Crave Online – Johnny Firecloud – November 21, 2010
Let’s begin with a disclaimer: If your particular brand of comedy involves the words Dane Cook or Larry the Cable Guy, chances are strong that Greg Fizsimmons is not for you. If, on the other hand, you absolutely despise the kneejerk dumb-funny comedy they shill, opting instead for true grit and relatable, agonizing humor, Fitzsimmons is the man for you.
Constructed around a collection of increasingly angry, unintentionally hilarious letters from his outraged former instructors, Dear Mrs. Fitzsimmons: Tales of Redemption from an Irish Mailbox can’t help itself in an overload of raucous hilarity, becoming a classic Irish American coming of age tale about a bright kid who keeps asking increasingly inappropriate questions of those charged with raising and caring for the future side-splitter, and his general ability to sidestep consequence. Think of it as A Christmas Story with less holiday flare and a whole lot more mischief.
The 44 year-old Fitzsimmons has made a lot of mistakes in his long road to becoming a four-time Emmy Award winner, but while most parents would hide or destroy any evidence so clearly demonstrating their child’s failures, Greg’s family has preserved each mistake like a precious memento from his childhood, allowing for hilarious recounting in a book that steps beyond the nostalgic humor and – through tracing his shameless self-damnation back to its origin, fantastic storytelling and a genuinely morose attitude – reaches a point of empathetic harmony with the reader.
Dear Mrs. Fitzsimmons is a highlight reel of Greg’s life as a kid in the Boston suburbs spent terrorizing the neighborhood, told through this avalanche of disciplinary letters, incident reports and newspaper clippings that his parents received from teachers and school officials. Greg picks up where his parents left off with his own collection of letters received during college and throughout his successful career as a writer, producer, and stand-up comic. Revealing the larger story of how Greg’s distinctly dysfunctional Irish-American family bred him to blindly challenge anyone, anytime, anywhere, over anything, Dear Mrs. Fitzsimmons comes full circle to show that the Fitzsimmons torch has been passed on proudly to a new generation.
“Dear Mrs.

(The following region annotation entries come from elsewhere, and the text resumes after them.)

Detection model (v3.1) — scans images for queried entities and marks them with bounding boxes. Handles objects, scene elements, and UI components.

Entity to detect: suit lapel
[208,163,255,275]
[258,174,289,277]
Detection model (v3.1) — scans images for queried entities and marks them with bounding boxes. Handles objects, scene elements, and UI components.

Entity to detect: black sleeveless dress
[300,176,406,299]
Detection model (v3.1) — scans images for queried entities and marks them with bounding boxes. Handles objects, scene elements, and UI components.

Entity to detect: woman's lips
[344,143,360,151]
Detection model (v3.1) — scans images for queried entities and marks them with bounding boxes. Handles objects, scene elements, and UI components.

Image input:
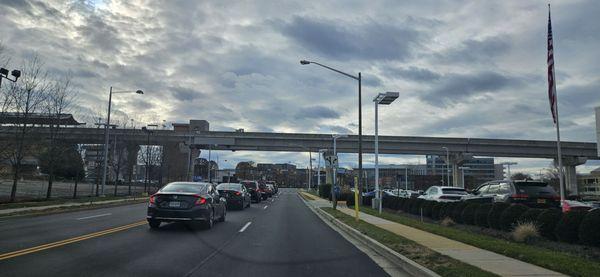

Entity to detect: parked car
[418,186,468,202]
[464,180,560,208]
[258,183,269,200]
[265,181,279,194]
[146,182,227,229]
[217,183,252,210]
[240,181,262,203]
[267,184,275,197]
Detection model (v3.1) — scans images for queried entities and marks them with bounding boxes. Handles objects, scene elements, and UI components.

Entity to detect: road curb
[300,193,440,276]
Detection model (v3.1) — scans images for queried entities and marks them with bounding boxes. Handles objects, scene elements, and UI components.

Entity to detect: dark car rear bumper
[146,207,210,221]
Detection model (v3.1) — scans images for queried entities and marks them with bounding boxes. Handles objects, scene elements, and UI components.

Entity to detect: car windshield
[217,184,242,190]
[242,182,256,189]
[442,188,468,195]
[160,183,208,194]
[515,182,558,196]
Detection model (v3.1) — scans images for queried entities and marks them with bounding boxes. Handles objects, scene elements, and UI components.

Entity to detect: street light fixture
[500,162,517,180]
[101,87,144,196]
[0,67,21,87]
[331,134,350,209]
[373,91,400,214]
[300,60,362,199]
[317,149,327,190]
[442,146,450,186]
[458,166,471,189]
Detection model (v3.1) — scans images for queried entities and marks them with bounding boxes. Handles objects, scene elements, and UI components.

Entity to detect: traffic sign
[324,155,338,167]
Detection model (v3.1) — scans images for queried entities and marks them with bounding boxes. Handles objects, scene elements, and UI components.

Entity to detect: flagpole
[548,4,565,204]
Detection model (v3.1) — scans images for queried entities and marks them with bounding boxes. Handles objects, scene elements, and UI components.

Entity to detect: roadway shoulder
[300,192,440,276]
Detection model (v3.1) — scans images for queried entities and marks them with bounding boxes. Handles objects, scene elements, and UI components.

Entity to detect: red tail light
[196,197,206,205]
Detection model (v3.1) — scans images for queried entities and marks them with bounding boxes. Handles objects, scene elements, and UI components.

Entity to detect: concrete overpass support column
[442,152,471,187]
[563,157,587,195]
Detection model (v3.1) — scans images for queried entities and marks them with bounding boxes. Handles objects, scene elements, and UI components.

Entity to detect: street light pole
[100,86,144,196]
[458,166,471,189]
[442,146,450,186]
[300,60,363,196]
[373,92,400,214]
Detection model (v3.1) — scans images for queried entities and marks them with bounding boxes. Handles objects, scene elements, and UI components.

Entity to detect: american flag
[548,6,558,124]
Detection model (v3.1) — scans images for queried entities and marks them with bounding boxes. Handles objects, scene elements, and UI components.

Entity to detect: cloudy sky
[0,0,600,172]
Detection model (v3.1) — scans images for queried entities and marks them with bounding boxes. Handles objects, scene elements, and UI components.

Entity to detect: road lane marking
[77,213,112,220]
[0,220,146,261]
[240,221,252,233]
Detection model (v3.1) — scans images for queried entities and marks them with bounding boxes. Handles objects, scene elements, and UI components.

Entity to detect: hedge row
[370,194,600,246]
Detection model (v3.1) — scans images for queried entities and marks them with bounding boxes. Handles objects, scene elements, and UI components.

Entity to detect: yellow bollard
[354,176,360,222]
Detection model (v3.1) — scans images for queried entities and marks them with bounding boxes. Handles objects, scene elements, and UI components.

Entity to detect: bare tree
[6,55,52,202]
[44,74,76,199]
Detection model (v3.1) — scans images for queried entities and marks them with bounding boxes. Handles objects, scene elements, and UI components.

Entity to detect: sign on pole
[324,155,338,168]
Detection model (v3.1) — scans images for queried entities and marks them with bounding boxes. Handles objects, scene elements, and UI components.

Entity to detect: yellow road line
[0,220,146,261]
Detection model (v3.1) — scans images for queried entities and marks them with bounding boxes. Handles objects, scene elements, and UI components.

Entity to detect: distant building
[426,155,496,185]
[577,167,600,200]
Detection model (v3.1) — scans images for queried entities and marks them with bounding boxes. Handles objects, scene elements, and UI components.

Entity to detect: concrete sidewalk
[0,197,148,216]
[303,193,565,276]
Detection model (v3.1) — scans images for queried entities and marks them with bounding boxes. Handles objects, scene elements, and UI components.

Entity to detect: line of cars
[418,180,594,209]
[146,181,278,229]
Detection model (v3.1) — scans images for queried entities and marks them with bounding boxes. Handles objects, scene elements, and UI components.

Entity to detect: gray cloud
[281,16,422,60]
[296,106,340,119]
[384,66,441,82]
[421,71,521,106]
[434,34,510,64]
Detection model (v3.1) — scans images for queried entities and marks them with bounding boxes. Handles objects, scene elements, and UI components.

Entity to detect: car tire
[204,210,215,230]
[218,210,227,222]
[148,219,161,229]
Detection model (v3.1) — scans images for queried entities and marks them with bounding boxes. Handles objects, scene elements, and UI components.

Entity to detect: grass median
[0,196,143,210]
[321,208,497,276]
[361,207,600,276]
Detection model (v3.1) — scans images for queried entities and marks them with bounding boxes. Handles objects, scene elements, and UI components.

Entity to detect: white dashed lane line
[240,221,252,233]
[77,213,112,220]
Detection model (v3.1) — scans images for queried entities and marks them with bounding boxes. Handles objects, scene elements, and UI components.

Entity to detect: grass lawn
[361,207,600,276]
[322,208,497,276]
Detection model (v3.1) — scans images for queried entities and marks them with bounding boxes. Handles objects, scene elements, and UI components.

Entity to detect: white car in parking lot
[419,186,469,202]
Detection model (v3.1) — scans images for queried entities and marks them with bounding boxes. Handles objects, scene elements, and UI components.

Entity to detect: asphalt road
[0,189,387,277]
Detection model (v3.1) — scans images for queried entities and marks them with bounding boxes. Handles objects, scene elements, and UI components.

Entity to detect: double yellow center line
[0,220,146,261]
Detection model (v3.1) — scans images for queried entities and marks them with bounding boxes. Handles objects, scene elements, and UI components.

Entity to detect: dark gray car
[146,182,227,229]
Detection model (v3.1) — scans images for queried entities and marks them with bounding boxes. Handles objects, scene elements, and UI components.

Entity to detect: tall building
[426,155,496,185]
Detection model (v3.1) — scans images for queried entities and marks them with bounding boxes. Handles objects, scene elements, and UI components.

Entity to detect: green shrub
[536,209,562,240]
[410,198,425,215]
[346,193,354,207]
[554,211,587,243]
[519,209,544,224]
[475,203,493,228]
[500,204,529,231]
[319,184,331,199]
[393,198,406,211]
[488,202,510,230]
[439,202,457,219]
[450,202,468,223]
[579,209,600,247]
[422,201,437,218]
[402,198,415,210]
[362,196,374,207]
[461,203,481,225]
[431,202,444,220]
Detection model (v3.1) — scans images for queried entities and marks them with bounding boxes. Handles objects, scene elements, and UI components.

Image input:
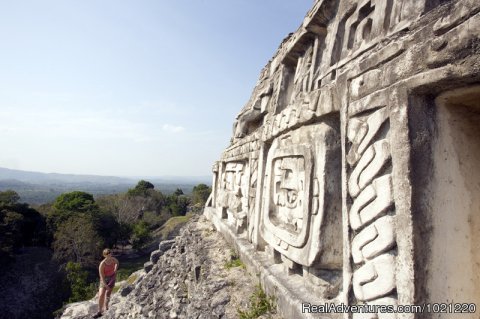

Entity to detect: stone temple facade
[205,0,480,319]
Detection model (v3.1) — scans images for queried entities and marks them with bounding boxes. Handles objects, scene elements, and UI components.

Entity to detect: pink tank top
[103,263,115,276]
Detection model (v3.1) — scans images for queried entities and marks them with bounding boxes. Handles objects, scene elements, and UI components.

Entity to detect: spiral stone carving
[347,107,396,318]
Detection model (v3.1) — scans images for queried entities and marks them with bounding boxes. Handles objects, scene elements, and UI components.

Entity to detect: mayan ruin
[204,0,480,319]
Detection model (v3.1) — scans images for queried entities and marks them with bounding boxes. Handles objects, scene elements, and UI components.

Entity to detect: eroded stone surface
[205,0,480,318]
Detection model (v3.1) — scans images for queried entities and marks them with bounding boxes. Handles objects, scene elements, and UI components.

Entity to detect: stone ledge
[204,207,342,319]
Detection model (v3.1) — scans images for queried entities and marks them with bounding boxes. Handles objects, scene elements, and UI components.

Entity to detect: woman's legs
[105,287,112,310]
[98,287,106,312]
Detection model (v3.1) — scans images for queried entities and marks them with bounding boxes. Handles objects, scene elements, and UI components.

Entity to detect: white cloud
[162,124,185,133]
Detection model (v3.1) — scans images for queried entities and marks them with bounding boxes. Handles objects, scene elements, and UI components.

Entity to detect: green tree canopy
[53,215,104,267]
[48,191,100,232]
[0,189,20,206]
[173,188,183,196]
[127,179,155,196]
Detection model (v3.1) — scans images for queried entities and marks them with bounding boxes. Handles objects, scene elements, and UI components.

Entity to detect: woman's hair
[103,248,112,257]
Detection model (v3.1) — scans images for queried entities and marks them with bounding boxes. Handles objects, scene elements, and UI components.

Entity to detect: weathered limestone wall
[205,0,480,319]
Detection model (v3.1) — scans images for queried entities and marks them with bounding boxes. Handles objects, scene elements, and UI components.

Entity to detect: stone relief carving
[217,162,249,233]
[262,123,341,268]
[202,0,478,319]
[347,107,396,314]
[248,158,258,242]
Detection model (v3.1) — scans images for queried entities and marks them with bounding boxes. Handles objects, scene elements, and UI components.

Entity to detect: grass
[237,285,275,319]
[224,250,245,269]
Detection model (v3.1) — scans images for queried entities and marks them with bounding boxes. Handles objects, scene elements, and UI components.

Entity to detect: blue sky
[0,0,313,176]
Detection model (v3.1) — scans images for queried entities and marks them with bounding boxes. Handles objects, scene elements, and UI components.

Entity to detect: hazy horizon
[0,0,313,177]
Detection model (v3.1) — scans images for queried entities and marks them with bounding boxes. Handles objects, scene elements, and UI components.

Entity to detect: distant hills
[0,167,211,205]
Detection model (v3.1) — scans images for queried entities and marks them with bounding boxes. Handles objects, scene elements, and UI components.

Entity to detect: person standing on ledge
[93,248,118,318]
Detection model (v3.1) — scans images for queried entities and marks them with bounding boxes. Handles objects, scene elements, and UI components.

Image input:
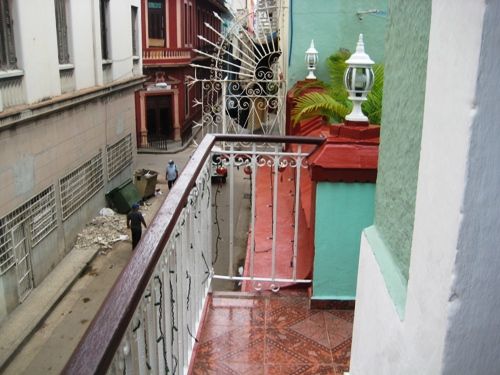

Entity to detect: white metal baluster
[271,145,280,288]
[175,225,186,373]
[222,76,227,134]
[250,143,257,283]
[228,143,234,276]
[188,198,198,352]
[161,248,172,374]
[169,247,181,374]
[180,209,192,369]
[292,145,302,280]
[152,274,165,375]
[122,338,135,375]
[146,290,158,374]
[202,166,214,286]
[134,308,147,375]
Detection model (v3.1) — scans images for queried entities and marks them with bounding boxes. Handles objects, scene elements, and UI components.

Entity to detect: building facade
[0,0,143,320]
[350,0,500,375]
[136,0,227,149]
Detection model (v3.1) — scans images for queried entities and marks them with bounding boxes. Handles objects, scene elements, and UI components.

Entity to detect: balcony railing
[64,134,323,374]
[142,48,194,65]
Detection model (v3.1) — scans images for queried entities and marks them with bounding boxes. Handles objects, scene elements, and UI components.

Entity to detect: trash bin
[134,169,158,199]
[106,180,141,214]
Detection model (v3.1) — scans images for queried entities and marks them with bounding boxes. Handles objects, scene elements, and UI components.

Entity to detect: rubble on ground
[74,202,151,251]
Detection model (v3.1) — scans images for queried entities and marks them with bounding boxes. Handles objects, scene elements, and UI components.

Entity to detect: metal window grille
[106,134,132,181]
[0,185,57,275]
[54,0,69,64]
[59,151,104,220]
[0,0,17,69]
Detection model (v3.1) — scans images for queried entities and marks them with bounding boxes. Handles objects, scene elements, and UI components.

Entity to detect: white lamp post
[344,34,375,122]
[306,40,319,79]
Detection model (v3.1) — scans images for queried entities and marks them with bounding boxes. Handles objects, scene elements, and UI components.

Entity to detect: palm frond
[292,92,349,124]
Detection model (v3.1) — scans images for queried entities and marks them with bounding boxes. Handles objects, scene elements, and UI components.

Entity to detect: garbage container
[134,169,158,199]
[106,180,141,214]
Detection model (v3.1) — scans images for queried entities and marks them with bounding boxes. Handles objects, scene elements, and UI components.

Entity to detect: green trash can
[134,169,158,199]
[106,180,141,214]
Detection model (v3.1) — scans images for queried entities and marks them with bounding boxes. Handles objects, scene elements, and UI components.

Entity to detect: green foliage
[292,49,384,124]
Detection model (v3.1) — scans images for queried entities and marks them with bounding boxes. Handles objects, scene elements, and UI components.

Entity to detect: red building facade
[136,0,227,149]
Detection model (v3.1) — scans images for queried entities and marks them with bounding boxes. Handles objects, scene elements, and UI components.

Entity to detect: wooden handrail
[62,134,325,375]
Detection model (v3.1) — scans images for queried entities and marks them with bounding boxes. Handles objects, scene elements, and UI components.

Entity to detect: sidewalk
[0,181,167,374]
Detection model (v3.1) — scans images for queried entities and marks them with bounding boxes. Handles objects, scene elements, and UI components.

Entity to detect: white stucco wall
[109,1,133,80]
[4,0,141,102]
[350,0,492,375]
[68,0,98,90]
[12,0,61,103]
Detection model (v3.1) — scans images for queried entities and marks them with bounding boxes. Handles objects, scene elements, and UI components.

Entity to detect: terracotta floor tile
[208,307,266,326]
[266,328,332,364]
[289,312,330,348]
[266,364,312,375]
[328,310,354,323]
[191,291,353,375]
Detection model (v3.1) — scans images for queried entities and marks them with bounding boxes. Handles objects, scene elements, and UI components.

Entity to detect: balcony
[142,48,195,66]
[64,134,353,374]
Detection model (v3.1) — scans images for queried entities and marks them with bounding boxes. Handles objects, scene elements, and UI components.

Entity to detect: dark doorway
[146,95,174,141]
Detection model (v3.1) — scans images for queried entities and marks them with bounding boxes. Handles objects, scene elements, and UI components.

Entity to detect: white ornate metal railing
[64,135,323,374]
[187,0,286,135]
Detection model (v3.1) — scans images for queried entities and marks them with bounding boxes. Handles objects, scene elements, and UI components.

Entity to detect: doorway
[146,95,174,142]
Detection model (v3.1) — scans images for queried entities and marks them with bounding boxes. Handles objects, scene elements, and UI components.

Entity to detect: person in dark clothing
[127,203,147,250]
[165,160,179,190]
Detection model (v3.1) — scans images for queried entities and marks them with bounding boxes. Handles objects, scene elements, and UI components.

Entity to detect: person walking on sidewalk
[166,160,179,190]
[127,203,147,250]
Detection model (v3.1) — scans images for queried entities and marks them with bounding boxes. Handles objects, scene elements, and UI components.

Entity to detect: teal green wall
[375,0,431,282]
[288,0,387,87]
[313,182,375,300]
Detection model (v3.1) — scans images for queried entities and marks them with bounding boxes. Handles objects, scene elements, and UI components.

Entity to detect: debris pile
[75,209,128,250]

Fitzsimmons,” one such letter begins, “Greg was loitering in the hallway when I walked by on my way home. Greg began openly mocking me by making fun of my last name (i.e. ‘The grass looked very Dewey this morning,’ ‘Dewey have any homework?’ and ‘Are we going to learn the Dewey Decimal System?’) It is disrespectful to address a teacher in such a manner, and I think its best to bring this to his parents’ attention.”
Full of wince-worthy stories and cringe-tastic photos to pair with the narrative, the book pulls the reader back into the grit of growing up as an everyday kid. The laughter mixes well with the poignant heartbreak associated with growing up, from being rejected by girls to recounting his father’s death in a chapter called The Sad Part Where Dad Dies. Furthermore, it’s impossible to go wrong when you’ve got a crushingly hilarious foreword from the King of All Media himself, Howard Stern, complete with a sexy picture of his stunning wife Beth.
A fantastic comedic wit with a dazzling ability to move words on paper, Greg Fitzsimmons is far more than another stand-up routine. Dear Mrs. Fitzsimmons is highly recommended – pick it up for the holidays. And if the stories sound familiar, or you have one to top his, Fitzsimmons has created a Web site, DearMrsFitzsimmons.com, for you to share.